Sekretaris Dinkes Kabupaten Bekasi Supriadinata menjelaskan bahwa pemerintah daerah telah membentuk lima tim medis gabungan untuk memperkuat pemantauan dan pelayanan kesehatan di lapangan. Fokus penanganan diprioritaskan di Kecamatan Babelan, Tarumajaya, dan Muaragembong. Berdasarkan data BPBD Kabupaten Bekasi per 1 Februari 2026, banjir masih menggenangi 194 titik di 45 desa dengan total 51.796 kepala keluarga terdampak.
Untuk menjangkau warga yang terisolasi akibat terputusnya akses darat, tim medis menerapkan sistem jemput bola melalui puskesmas keliling serta bantuan perahu karet.
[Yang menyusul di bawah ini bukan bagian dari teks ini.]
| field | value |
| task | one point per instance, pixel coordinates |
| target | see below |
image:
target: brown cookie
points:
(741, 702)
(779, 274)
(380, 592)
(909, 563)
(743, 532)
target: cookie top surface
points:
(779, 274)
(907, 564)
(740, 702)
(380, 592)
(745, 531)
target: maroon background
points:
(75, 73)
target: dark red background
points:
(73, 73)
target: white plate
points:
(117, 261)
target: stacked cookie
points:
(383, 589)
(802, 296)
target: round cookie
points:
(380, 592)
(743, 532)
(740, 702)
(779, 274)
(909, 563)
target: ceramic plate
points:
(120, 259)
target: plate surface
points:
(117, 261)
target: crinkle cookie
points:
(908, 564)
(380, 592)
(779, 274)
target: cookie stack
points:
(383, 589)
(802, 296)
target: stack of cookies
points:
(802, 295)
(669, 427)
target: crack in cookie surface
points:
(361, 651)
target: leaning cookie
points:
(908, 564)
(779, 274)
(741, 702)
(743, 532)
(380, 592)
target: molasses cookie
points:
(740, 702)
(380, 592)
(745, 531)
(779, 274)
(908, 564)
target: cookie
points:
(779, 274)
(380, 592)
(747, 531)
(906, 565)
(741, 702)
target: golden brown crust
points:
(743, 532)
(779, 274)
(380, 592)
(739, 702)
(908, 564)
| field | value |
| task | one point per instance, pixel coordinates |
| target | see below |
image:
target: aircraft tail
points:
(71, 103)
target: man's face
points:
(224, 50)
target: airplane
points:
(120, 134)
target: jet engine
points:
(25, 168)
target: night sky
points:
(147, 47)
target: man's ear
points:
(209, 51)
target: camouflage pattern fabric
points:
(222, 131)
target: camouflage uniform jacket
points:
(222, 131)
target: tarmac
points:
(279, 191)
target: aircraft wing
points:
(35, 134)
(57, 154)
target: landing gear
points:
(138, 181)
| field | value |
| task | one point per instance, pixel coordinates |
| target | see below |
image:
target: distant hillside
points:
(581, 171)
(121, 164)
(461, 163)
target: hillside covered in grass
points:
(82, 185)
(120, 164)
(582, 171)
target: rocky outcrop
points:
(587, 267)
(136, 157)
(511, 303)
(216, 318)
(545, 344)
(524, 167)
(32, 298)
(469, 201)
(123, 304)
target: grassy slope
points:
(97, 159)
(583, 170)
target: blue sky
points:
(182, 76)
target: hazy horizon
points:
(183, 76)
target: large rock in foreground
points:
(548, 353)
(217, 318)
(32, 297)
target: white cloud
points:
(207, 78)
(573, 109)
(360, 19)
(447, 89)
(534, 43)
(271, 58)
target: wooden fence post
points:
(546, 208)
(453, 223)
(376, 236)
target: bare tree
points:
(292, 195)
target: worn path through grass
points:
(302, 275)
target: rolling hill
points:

Kepala Puskesmas Muaragembong dr. Ridwan Meito Tomanyira menyebutkan bahwa keluhan kesehatan yang paling banyak dialami pengungsi adalah penyakit kulit, diare, dan Infeksi Saluran Pernapasan Akut (ISPA).
Dinkes Kabupaten Bekasi juga mengimbau masyarakat untuk mewaspadai penyakit yang bersumber dari air tercemar, seperti leptospirosis, serta memastikan tenaga kesehatan tetap menjaga kondisi fisik agar pelayanan berjalan optimal. Hingga saat ini, tercatat 4.508 jiwa masih berada di 18 lokasi pengungsian resmi, dan Dinkes memastikan seluruh pengungsi mendapatkan pemeriksaan kesehatan rutin hingga kondisi banjir benar-benar surut.